L'ingegnere iraniano 38enne è stato arrestato all'aeroporto di Milano Malpensa lo scorso 16 dicembre su mandato dell'autorità giudiziaria degli Stati Uniti, che lo ha accusato di aver dato "supporto materiale a un'organizzazione terroristica straniera", dopo che avrebbe fornito componenti elettroniche per la costruzione di droni alla Ircg, il corpo delle guardie rivoluzionarie islamiche, ritenuta negli Stati Uniti un'associazione terroristica.

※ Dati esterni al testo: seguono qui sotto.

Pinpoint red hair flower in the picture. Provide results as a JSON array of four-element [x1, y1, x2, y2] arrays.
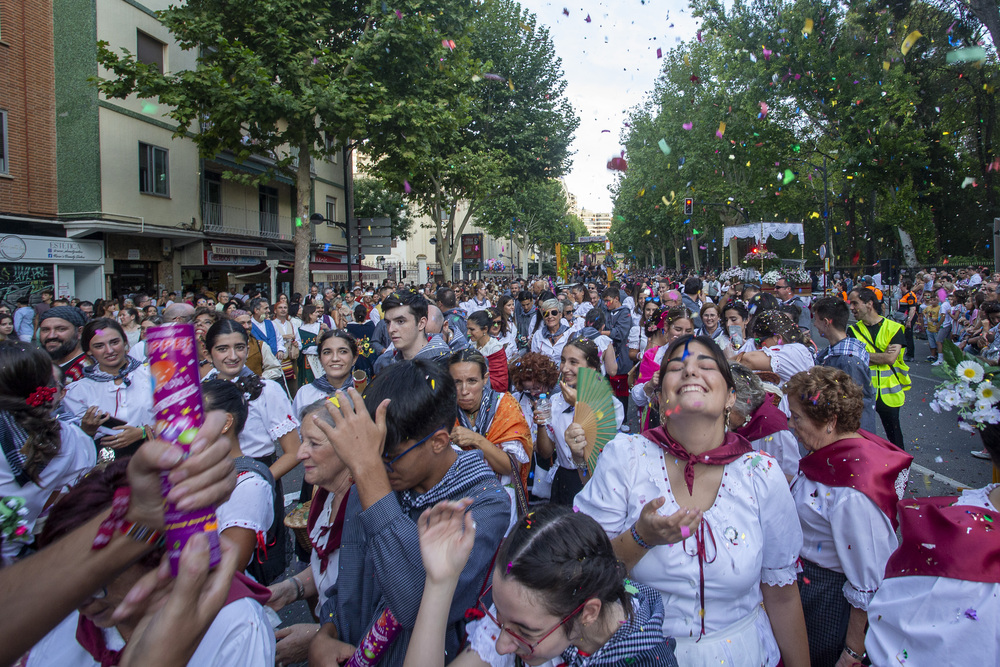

In attesa della nuova pronuncia da parte della Procura sull'alleggerimento della misura cautelare, Mohammad Abedini Najafabadi, rimarrà detenuto nel carcere di Opera, a Milano, dove attualmente si trova.

Sul tema è intervenuto durante un'intervista del Tg1 anche il ministro della giustizia Carlo Nordio, che ha definito "prematuro" ogni giudizio definitivo sulla questione, dal momento che le carte necessarie per valutare caso non sono ancora arrivate dagli Stati Uniti. Il ministro ha anche escluso qualsiasi relazione tra il caso di Abedini e quello di Cecilia Sala: “Sono due vicende parallele ma non congiunte”, ha chiarito Nordio, precisando di non aver avuto alcun coinvolgimento nelle questioni relative alla liberazione della giornalista italiana.